Gaelic words, probably put together wrong. “Erin go Fourteen!” is what I was after. As in fourteen years sober, which runs against the grain of Saint Patrick’s Day. It was on or around this day in 2007 I gave up alcohol, and I like to mark the occasion with a blog post.
I love being clear-headed, sleeping well, waking up ready to face the day, yadda yadda, same stuff I say every year, you’ve heard it before. Well, all that’s still true. I do not miss drinking, not even a little bit.
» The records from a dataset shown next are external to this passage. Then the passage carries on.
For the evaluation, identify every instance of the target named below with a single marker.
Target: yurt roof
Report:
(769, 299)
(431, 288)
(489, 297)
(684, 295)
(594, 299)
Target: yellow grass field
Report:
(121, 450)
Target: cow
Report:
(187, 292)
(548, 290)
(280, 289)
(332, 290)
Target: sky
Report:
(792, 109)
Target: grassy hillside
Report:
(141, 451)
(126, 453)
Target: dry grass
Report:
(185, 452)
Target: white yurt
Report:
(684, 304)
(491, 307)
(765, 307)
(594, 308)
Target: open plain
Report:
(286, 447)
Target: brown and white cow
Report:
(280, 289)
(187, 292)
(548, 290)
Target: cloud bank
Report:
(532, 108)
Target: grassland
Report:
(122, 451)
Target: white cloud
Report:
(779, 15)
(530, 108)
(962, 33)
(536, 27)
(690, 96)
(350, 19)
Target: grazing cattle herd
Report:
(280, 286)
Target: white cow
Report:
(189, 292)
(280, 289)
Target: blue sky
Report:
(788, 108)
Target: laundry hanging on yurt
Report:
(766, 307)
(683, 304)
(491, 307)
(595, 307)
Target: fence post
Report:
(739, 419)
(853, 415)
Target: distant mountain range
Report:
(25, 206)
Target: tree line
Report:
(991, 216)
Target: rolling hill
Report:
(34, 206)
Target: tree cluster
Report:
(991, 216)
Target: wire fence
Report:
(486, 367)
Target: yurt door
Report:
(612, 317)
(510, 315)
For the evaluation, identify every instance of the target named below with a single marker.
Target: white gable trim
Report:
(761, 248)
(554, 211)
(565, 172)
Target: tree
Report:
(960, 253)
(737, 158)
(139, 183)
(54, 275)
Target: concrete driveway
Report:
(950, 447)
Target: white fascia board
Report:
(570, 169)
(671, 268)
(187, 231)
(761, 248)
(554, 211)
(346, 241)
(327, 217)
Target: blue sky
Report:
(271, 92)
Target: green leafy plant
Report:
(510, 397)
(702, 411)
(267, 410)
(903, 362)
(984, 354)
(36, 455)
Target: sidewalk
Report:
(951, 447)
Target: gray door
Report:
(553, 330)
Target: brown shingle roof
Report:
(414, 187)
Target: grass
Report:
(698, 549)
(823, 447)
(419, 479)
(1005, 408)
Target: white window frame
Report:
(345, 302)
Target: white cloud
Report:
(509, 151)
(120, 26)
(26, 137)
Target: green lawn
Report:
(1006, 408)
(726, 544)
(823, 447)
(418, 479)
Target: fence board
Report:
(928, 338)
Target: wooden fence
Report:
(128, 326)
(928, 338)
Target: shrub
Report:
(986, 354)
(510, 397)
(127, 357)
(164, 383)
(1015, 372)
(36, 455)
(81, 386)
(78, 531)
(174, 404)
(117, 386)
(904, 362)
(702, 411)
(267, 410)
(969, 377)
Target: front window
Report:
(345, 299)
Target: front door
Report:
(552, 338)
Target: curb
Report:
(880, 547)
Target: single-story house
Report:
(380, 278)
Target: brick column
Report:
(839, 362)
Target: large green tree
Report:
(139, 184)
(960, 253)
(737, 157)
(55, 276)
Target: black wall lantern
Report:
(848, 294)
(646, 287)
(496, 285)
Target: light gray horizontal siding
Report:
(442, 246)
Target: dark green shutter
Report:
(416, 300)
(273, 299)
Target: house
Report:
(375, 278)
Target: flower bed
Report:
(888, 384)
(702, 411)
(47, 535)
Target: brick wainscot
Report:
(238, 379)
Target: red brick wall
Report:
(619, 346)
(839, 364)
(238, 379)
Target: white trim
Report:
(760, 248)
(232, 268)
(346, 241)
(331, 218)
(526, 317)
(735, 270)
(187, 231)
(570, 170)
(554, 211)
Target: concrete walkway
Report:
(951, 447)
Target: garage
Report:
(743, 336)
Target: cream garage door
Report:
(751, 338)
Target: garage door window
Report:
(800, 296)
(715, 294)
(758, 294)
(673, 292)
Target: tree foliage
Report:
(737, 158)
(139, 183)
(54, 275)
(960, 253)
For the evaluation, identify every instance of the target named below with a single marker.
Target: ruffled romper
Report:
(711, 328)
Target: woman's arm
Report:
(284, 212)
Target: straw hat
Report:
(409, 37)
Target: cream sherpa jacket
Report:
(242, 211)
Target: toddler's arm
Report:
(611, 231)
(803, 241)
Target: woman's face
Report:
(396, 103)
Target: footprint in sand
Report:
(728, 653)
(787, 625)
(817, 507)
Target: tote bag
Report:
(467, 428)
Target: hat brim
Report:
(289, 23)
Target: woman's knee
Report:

Tell you what, though. I just finished “Hidden Valley Road: Inside the Mind of an American Family,” my book club’s April selection,“The heartrending story of a midcentury American family with twelve children, six of them diagnosed with schizophrenia, that became science’s great hope in the quest to understand the disease.”
Apart from my surprise that anyone this side of the Middle Ages would choose to have twelve children (ten boys in a row, followed by two girls), and that half of them would develop schizophrenia in their teens, the author’s casual description of the way the kids started drinking and doing drugs in their early teens … as young as eleven, some of them … floored me. Was I raised in some Hardy Boys universe where starting so young would have been unthinkable? Apparently so!
I drank my first beer as a junior in high school, at sixteen or seventeen, and didn’t try marijuana until I was twenty. The kids in this family were doing all that and more before puberty. Not just beer, hard liquor, and marijuana: they used cocaine, LSD, meth, and opium, sharing it with siblings and friends. These were middle-class children from the right side of the tracks, and the way their history of alcohol and drug use is recounted, everything they did was normal for kids in their Colorado Springs community, no big deal. It had nothing to do with the schizophrenia six siblings developed, the main point of the narrative; for the six who dodged the genetic bullet and grew into functioning adults, their early alcohol and drug use had no lasting effects on their lives.
Even so! I was shocked!
Cigarette smoking didn’t rate more than a few passing references in the book, but it was clear all twelve kids started smoking at a young age. So did I, one thing I share with them. That and sex … they and I started young, but I think you can say that about most kids, from the present day all the way back to when we lived in caves.
What a mess it is, being human. But we muddle through, at least most of us. Happy Saint Patrick’s Day!